Я укрылся пледом с головой и лежал в темноте, дрожа от утреннего озноба, пытаясь вспомнить хоть несколько минут из прошедшей ночи. Почему мы спали в столовой, на продавленном узком диване, без простыней? Что я вчера пил, настойку на коре анчара?
Похоже, кто-то подшутил над Додо, представив меня щедрым антикваром из Восточной Европы или просто богатым лопухом. Сейчас мы все выясним, я выверну карманы, и видение исчезнет, думал я, прислушиваясь к шуму льющейся воды. А жаль, в этой хищнице есть то, что встречается в лузитанках довольно редко. Успокоительная небрежность, которая так нравится пассажирам трансатлантических перелетов: да, я иду по узкому неудобному проходу, толкаю перед собой тележку и точно знаю, что эта железная коробка не может висеть над океаном, она бы давно упала, если бы все это было на самом деле.

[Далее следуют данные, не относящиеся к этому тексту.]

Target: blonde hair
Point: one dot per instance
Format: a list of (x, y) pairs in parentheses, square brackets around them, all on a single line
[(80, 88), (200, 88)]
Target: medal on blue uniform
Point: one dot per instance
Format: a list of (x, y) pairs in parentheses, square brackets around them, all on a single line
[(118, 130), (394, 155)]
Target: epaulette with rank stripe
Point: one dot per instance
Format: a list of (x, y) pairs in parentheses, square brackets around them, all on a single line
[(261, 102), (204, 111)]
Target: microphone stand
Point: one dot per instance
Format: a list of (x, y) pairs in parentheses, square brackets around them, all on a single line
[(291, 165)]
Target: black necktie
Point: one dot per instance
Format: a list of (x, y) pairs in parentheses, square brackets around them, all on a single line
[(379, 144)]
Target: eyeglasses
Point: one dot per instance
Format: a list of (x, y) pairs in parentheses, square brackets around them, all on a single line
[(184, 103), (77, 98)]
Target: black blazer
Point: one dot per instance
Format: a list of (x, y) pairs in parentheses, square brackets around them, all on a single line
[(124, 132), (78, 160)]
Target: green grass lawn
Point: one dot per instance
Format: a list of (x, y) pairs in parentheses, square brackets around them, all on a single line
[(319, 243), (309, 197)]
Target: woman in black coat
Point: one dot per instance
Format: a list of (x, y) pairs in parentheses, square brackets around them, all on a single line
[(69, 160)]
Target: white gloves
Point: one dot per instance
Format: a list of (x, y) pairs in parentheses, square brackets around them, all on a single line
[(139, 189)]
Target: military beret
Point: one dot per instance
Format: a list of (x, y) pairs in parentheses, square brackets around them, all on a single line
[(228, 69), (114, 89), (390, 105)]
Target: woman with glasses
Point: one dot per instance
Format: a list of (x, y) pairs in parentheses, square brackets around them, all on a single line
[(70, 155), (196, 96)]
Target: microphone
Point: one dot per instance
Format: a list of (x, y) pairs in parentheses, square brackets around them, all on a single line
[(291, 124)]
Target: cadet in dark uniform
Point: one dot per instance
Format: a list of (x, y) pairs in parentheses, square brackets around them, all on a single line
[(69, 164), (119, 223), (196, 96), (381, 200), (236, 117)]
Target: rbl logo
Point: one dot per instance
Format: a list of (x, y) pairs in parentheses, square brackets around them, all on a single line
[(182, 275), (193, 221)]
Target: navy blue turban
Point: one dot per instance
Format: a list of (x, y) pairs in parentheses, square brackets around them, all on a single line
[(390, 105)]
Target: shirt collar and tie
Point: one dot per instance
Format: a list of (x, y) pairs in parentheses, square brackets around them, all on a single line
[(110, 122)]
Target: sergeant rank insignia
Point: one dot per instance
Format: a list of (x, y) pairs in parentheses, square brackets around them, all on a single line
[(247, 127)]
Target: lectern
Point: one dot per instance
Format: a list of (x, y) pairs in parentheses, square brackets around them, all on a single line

– Зачем такой, как ты, богатый покровитель? Тебе разве что манны небесной не хватает, – я сказал это, глядя на картину с медведями-облаками, из которых сыпалась желтоватая снежная крупа. Картина висела над комодом, это было все, что осталось от детской, которую Фабиу обставил в ожидании сына или дочери. В девяносто первом в этой комнате еще стояла плетеная кроватка с пологом, а в кресле горой лежали плюшевые зайцы. Через пять лет тетка вынесла все на угол, к мусорным контейнерам, и положила сверху записку: «Не пригодилось».

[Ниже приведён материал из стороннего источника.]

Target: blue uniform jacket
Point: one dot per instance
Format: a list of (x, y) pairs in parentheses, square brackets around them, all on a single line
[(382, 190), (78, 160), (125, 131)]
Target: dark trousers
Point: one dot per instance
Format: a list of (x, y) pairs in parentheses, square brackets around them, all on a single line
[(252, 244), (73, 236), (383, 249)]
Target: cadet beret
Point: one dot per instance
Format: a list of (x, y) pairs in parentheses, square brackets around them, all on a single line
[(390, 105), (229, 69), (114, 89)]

– Манна небесная, в конце концов, оказалась лепешками из лишайника, – сказала Додо, выглядывая из ванной с моей зубной щеткой во рту. – А ты нужен мне для дела, Константен, для важного дела.
– Тогда иди сюда, и сделаем его еще раз.
– Это другого рода дело, – она вынула изо рта щетку и кинула ее в меня. – Непростое, зато денежное. Для него требуется хороший друг с хорошим собственным домом.
Судя по всему, Додо принадлежала к породе людей, спокойно надевающих чужую одежду или допивающих чужое вино, женщины вообще склонны к детским выходкам подобного рода. Терпеть не могу, когда из моей тарелки в ресторане таскают креветок, обсасывают им хвостики и при этом улыбаются со значением.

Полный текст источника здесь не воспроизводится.